A second piece of evidence for the local effects of cAMP is the wide distribution of phosphodiesterases, which would be expected to break down cAMP and limit its ability to spread throughout the cell.

The diversity and specialization of second-messenger systems are important to a multicellular organism, as can be seen in the coordinated response of an organism to a stressful situation. Under these conditions, the adrenal gland releases epinephrine. Different organ systems respond to epinephrine in a distinct manner, such as activation of glycogen breakdown in the liver, constriction of the blood vessels of the skin, dilation of the blood vessels in skeletal muscle, dilation of airways in the lung, and increased rate and force of heart contraction. The overall effect is an integrated response that readies the organism for attack, defense, or escape. In contrast, complex cell behaviors, such as proliferation and differentiation, are generally stimulated by combinations of signals rather than by a single signal. Integration of these stimuli requires crosstalk among the various signaling cascades.

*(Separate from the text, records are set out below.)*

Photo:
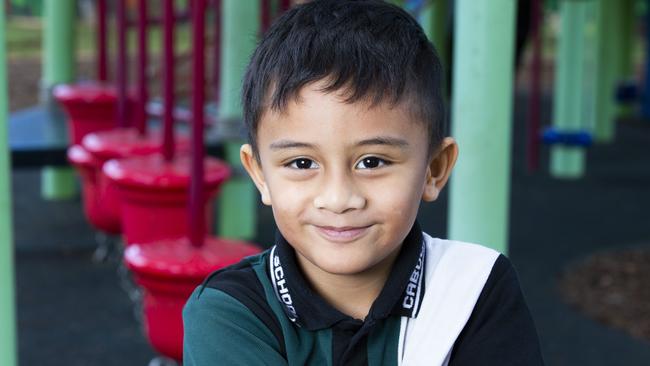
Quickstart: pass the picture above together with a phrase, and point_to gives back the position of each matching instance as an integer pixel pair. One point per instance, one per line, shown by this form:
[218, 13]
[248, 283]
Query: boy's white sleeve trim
[456, 273]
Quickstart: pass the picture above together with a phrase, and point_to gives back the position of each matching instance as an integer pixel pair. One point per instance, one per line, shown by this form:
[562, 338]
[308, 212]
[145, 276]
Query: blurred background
[548, 100]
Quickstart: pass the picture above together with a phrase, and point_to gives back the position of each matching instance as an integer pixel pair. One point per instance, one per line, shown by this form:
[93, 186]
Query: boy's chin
[342, 265]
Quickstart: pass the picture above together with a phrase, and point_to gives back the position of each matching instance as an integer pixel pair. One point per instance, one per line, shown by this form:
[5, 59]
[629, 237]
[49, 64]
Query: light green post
[482, 119]
[614, 62]
[435, 25]
[8, 355]
[568, 97]
[238, 198]
[58, 67]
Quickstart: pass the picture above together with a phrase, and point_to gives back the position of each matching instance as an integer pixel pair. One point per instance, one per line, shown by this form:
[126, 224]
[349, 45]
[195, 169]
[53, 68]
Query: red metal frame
[143, 60]
[196, 217]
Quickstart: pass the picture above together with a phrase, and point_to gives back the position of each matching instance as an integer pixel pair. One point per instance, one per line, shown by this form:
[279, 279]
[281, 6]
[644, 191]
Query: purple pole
[102, 67]
[217, 51]
[122, 112]
[143, 95]
[168, 80]
[197, 214]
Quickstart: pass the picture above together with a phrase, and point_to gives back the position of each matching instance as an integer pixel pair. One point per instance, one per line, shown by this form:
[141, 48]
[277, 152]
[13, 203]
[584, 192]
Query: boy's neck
[353, 294]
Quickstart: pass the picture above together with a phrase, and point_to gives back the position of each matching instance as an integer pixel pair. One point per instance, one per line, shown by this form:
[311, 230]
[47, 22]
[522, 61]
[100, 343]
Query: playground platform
[72, 311]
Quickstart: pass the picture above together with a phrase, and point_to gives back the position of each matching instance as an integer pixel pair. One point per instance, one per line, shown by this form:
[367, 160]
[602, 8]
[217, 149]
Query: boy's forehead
[317, 115]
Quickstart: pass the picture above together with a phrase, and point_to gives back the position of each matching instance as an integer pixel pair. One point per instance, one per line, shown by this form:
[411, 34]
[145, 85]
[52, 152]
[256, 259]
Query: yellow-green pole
[58, 67]
[435, 24]
[238, 199]
[8, 355]
[569, 115]
[482, 120]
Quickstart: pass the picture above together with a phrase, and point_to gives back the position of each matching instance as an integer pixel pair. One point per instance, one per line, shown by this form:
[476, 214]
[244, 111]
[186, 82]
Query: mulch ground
[612, 288]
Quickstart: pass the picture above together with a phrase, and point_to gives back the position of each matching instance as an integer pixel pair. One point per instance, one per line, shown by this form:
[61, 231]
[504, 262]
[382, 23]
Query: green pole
[610, 65]
[435, 25]
[568, 97]
[482, 119]
[238, 199]
[58, 67]
[7, 299]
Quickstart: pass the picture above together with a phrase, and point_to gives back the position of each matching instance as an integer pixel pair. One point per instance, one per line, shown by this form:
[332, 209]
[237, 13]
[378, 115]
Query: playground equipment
[169, 268]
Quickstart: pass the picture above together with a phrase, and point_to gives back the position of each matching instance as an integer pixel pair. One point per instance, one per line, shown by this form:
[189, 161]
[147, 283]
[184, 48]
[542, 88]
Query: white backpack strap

As discussed below, most signal-transduction pathways use elaborate cascades of signaling proteins to relay information from the cell surface to effectors in the cell membrane, the cytoplasm, or the nucleus. In Chapter 4, we discuss how signal-transduction pathways that lead to the nucleus can affect the cell by modulating gene transcription. These are genomic effects. Signal-transduction systems that project to the cell membrane or to the cytoplasm produce nongenomic effects, the focus of this chapter.